Risk stratification strategies for cancer therapeutics-related cardiac dysfunction (CTRCD) rely on serial monitoring by specialized imaging, limiting their scalability.

Objectives

To examine an artificial intelligence (AI)-enhanced electrocardiographic (AI-ECG) surrogate for imaging risk biomarkers, and its association with CTRCD.

Methods

Across a five-hospital U.S.-based health system (2013-2023), we identified patients with breast cancer or non-Hodgkin lymphoma (NHL) who received anthracyclines (AC) and/or trastuzumab (TZM), and a control cohort receiving immune checkpoint inhibitors (ICI). We deployed a validated AI model of left ventricular systolic dysfunction (LVSD) to ECG images (≥0.1, positive screen) and explored its association with i) global longitudinal strain (GLS) measured within 15 days ( n =7,271 pairs); ii) future CTRCD (new cardiomyopathy, heart failure, or left ventricular ejection fraction [LVEF]<50%), and LVEF<40%. In the ICI cohort we correlated baseline AI-ECG-LVSD predictions with downstream myocarditis.

Results

Higher AI-ECG LVSD predictions were associated with worse GLS (−18% [IQR:-20 to −17%] for predictions<0.1, to −12% [IQR:-15 to −9%] for ≥0.5 ( p <0.001)). In 1,308 patients receiving AC/TZM (age 59 [IQR:49-67] years, 999 [76.4%] women, 80 [IQR:42-115] follow-up months) a positive baseline AI-ECG LVSD screen was associated with ∼2-fold and ∼4.8-fold increase in the incidence of the composite CTRCD endpoint (adj.HR 2.22 [95%CI:1.63-3.02]), and LVEF<40% (adj.HR 4.76 [95%CI:2.62-8.66]), respectively. Among 2,056 patients receiving ICI (age 65 [IQR:57-73] years, 913 [44.4%] women, follow-up 63 [IQR:28-99] months) AI-ECG predictions were not associated with ICI myocarditis (adj.HR 1.36 [95%CI:0.47-3.93]).

Conclusion

AI applied to baseline ECG images can stratify the risk of CTRCD associated with anthracycline or trastuzumab exposure.

CONDENSED ABSTRACT

There is an unmet need for scalable and affordable biomarkers to stratify the risk of cancer therapeutics-related cardiac dysfunction (CTRCD).

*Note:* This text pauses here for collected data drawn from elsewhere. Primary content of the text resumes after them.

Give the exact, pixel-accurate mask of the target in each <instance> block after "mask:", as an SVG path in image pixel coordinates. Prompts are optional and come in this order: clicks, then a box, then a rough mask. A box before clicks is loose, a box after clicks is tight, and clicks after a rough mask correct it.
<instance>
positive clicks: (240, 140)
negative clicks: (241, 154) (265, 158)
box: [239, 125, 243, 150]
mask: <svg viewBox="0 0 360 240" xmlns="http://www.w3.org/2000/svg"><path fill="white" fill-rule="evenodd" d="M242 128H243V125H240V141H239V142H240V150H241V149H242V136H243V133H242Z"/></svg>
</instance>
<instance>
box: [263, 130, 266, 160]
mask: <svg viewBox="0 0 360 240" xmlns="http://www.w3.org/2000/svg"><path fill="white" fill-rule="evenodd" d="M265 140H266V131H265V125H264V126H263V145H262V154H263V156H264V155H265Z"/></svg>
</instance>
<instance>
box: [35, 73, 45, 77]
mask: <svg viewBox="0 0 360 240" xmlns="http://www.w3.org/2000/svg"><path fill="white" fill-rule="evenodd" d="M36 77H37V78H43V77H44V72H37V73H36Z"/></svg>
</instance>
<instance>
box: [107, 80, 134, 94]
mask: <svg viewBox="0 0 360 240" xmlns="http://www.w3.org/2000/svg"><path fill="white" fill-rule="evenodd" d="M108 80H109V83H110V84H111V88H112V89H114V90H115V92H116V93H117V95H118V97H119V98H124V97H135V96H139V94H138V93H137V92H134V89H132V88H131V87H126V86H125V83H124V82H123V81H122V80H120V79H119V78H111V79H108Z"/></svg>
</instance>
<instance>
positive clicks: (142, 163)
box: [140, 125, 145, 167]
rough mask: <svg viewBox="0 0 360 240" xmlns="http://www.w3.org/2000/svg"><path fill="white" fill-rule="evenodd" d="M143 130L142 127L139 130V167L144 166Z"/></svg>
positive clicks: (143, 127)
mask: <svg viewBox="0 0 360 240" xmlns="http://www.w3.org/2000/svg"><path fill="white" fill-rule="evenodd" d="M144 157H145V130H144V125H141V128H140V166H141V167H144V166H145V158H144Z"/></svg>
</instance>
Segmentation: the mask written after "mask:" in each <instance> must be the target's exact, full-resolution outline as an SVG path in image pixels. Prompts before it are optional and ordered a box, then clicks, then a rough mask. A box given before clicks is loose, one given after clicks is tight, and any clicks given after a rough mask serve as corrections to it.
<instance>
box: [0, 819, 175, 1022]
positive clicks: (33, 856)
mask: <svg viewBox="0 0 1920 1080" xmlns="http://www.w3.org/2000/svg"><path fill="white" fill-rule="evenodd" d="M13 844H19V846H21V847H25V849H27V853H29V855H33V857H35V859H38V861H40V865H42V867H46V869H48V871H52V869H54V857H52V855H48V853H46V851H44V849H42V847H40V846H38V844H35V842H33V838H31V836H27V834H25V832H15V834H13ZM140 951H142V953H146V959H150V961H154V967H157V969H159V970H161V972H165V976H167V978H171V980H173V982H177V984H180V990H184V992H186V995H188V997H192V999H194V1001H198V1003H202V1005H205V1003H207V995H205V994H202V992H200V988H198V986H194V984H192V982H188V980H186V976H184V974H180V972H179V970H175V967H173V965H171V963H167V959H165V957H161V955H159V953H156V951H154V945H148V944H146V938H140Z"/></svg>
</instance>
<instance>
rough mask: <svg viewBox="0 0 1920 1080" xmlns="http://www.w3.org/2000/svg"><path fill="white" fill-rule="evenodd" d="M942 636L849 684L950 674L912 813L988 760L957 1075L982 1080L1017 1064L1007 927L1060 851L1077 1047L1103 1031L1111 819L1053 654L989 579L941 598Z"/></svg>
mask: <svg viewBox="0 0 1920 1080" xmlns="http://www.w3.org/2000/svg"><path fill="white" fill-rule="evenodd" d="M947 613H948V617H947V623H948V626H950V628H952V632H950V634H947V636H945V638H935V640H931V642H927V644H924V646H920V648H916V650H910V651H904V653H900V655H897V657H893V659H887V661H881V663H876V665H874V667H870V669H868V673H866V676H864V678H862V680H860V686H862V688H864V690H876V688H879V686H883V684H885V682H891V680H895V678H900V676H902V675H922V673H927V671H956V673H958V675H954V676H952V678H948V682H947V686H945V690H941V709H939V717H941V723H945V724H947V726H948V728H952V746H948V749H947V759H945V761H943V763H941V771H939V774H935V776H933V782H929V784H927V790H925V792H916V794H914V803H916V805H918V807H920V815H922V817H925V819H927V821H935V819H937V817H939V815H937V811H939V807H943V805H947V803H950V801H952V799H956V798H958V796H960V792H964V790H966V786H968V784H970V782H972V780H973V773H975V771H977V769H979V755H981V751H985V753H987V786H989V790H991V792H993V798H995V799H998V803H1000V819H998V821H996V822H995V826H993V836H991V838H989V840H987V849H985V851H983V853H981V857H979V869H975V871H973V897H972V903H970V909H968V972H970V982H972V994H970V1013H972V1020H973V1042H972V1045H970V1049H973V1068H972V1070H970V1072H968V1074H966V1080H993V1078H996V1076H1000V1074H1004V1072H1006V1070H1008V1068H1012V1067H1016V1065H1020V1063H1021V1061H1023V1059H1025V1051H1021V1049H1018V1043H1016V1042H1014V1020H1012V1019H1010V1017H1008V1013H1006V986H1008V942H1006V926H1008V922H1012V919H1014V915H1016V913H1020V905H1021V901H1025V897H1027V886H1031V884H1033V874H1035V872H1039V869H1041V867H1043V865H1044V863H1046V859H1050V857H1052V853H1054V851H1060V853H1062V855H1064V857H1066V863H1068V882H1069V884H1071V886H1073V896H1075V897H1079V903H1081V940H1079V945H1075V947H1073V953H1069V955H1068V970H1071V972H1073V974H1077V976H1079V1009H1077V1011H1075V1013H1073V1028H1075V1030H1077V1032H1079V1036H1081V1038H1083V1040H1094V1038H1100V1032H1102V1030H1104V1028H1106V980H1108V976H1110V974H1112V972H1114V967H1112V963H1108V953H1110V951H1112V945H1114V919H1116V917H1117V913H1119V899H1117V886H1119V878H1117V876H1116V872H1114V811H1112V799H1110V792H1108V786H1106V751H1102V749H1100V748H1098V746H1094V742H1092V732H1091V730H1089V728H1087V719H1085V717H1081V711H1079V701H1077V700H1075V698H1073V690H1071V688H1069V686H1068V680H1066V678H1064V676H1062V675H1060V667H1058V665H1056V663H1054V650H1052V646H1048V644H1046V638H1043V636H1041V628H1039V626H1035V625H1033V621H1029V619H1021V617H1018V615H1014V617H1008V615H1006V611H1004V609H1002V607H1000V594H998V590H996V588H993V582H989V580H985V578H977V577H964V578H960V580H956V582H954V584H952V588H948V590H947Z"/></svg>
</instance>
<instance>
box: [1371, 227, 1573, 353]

In this hospital system-based, decade-long cohort of patients without cardiomyopathy receiving anthracyclines or trastuzumab, a validated artificial intelligence algorithm applied to baseline electrocardiographic (AI-ECG) images identified individuals with a 2-fold and 4.8-fold risk of developing any cardiomyopathy or left ventricular ejection fraction <40%, respectively. This supports a role for AI-ECG interpretation of images as a scalable approach for the baseline risk stratification of patients initiating cardiotoxic chemotherapy.